Garden Design History: The Garden of Euphues

In England impetus was given to the acceptance of the New Italianate art-forms by Cardinal Wolsey, a Renaissance figure who would not have been out of place amongst the Borgia, della Rovere, and Farnese cardinals of Rome forty years earlier. Near the end of the century Bacon wrote that `men come to build stately sooner than to garden finely; as if gardening were the greater perfection', but he went on to say that men did neither of those things until the age grew to `civility and elegancy'. The days of the early Tudors were scarcely civil and elegant, but they were at least days of a strong central government which removed from private individuals the power to make war upon their neighbours and directed their competitive talents into other channels.
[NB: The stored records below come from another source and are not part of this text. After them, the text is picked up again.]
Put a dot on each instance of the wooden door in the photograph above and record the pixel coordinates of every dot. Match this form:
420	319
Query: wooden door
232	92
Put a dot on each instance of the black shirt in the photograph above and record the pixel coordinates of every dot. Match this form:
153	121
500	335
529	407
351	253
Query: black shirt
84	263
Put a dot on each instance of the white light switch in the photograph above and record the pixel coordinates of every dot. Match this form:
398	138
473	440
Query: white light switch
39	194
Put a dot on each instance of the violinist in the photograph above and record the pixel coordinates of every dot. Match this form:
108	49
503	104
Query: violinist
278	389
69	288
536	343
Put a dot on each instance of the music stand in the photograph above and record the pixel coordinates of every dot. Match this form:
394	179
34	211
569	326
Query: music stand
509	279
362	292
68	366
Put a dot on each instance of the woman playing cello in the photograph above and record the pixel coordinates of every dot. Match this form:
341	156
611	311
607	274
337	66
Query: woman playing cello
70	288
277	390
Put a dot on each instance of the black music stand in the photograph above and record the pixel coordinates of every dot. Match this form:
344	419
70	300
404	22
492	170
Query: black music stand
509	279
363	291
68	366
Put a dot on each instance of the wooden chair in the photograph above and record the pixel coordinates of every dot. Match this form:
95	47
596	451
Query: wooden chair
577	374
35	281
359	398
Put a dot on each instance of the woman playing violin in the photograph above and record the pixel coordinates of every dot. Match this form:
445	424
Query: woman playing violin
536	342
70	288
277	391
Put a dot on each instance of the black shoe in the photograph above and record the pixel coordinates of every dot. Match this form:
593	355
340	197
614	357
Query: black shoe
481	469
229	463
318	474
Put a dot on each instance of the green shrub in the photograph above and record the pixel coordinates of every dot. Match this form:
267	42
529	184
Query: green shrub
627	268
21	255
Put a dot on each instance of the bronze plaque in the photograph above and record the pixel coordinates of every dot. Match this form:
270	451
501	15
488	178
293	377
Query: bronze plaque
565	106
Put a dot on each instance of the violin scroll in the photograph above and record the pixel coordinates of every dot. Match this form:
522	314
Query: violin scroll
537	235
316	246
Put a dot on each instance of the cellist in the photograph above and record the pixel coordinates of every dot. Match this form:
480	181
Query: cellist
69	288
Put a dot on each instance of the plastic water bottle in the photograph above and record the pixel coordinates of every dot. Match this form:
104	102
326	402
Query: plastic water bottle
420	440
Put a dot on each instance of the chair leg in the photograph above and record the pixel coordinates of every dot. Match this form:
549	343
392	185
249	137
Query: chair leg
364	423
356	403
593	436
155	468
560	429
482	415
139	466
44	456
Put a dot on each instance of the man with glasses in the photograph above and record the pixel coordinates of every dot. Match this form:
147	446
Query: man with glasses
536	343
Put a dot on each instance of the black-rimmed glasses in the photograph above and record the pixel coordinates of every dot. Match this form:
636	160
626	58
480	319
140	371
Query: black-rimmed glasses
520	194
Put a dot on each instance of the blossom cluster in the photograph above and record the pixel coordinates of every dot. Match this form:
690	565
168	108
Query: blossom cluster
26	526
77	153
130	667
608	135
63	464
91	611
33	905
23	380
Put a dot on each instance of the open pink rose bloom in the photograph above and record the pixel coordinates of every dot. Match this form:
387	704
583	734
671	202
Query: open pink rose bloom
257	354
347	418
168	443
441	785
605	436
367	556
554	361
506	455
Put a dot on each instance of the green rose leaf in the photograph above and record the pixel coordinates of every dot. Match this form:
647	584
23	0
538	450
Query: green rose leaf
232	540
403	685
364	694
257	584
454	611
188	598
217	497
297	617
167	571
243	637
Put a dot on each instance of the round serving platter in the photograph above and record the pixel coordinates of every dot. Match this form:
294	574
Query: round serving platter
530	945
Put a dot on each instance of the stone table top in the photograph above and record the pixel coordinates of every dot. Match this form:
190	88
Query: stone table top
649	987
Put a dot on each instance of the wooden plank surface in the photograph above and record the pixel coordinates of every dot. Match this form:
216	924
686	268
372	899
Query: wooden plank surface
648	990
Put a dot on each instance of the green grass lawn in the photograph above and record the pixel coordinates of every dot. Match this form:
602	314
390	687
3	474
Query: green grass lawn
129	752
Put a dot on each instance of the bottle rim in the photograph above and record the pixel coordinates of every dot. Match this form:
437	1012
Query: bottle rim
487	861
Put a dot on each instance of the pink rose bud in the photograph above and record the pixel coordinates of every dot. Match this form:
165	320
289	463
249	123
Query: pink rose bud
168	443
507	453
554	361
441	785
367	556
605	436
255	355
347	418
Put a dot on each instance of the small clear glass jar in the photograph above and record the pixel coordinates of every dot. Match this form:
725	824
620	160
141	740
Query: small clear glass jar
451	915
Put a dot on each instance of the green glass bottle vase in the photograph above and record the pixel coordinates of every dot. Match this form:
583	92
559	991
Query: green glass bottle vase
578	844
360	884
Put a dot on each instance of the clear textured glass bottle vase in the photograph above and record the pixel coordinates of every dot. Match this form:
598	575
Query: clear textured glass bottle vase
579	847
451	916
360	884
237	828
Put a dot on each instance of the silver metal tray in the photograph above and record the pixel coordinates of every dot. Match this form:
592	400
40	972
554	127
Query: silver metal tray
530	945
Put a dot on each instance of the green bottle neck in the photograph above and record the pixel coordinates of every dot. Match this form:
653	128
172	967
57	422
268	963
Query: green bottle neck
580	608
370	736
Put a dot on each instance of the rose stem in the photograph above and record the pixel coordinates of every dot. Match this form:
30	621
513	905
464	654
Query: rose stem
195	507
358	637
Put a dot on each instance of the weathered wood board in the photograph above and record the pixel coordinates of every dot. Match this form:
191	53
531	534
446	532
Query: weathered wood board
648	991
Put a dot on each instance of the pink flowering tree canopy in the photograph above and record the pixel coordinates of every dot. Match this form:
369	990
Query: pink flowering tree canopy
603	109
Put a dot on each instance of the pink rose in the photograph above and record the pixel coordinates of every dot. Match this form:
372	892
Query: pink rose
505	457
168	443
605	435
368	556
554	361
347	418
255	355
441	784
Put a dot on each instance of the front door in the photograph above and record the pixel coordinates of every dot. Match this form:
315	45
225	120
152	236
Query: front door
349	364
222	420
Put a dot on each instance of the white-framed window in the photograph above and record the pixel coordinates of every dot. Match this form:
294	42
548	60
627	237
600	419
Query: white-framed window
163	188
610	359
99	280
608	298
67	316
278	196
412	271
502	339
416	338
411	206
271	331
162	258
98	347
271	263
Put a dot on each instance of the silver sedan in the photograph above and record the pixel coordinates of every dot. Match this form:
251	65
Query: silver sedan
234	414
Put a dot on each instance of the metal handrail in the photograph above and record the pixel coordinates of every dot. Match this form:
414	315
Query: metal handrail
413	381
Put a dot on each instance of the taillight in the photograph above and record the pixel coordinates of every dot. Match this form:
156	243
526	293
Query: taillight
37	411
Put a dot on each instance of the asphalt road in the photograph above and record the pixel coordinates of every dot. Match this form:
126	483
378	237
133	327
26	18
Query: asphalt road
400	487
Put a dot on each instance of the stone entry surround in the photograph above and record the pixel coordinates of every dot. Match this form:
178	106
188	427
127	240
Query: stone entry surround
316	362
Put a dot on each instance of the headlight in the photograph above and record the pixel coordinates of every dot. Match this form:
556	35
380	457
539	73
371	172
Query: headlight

The lead in luxurious and ostentatious living among glorious outdoor water fountains was naturally given by Henry VIII himself 1 and by his remarkable minister. The two great gardens of the first half of the sixteenth century in England were at Nonsuch and Hampton Court. The palaces they surrounded were no longer castles, but had become domestic buildings designed for comfort and display. Their gardens, too, broke free from the limitations of a protected site and like the houses were dedicated to pleasing the owner and gratifying his pride. But Nonsuch and Hampton Court were no more Italian gardens than the palaces they surrounded were Italian buildings. It was not enough that like the garden Charles VIII had made at Blois they were sprinkled with what passed for Italian features.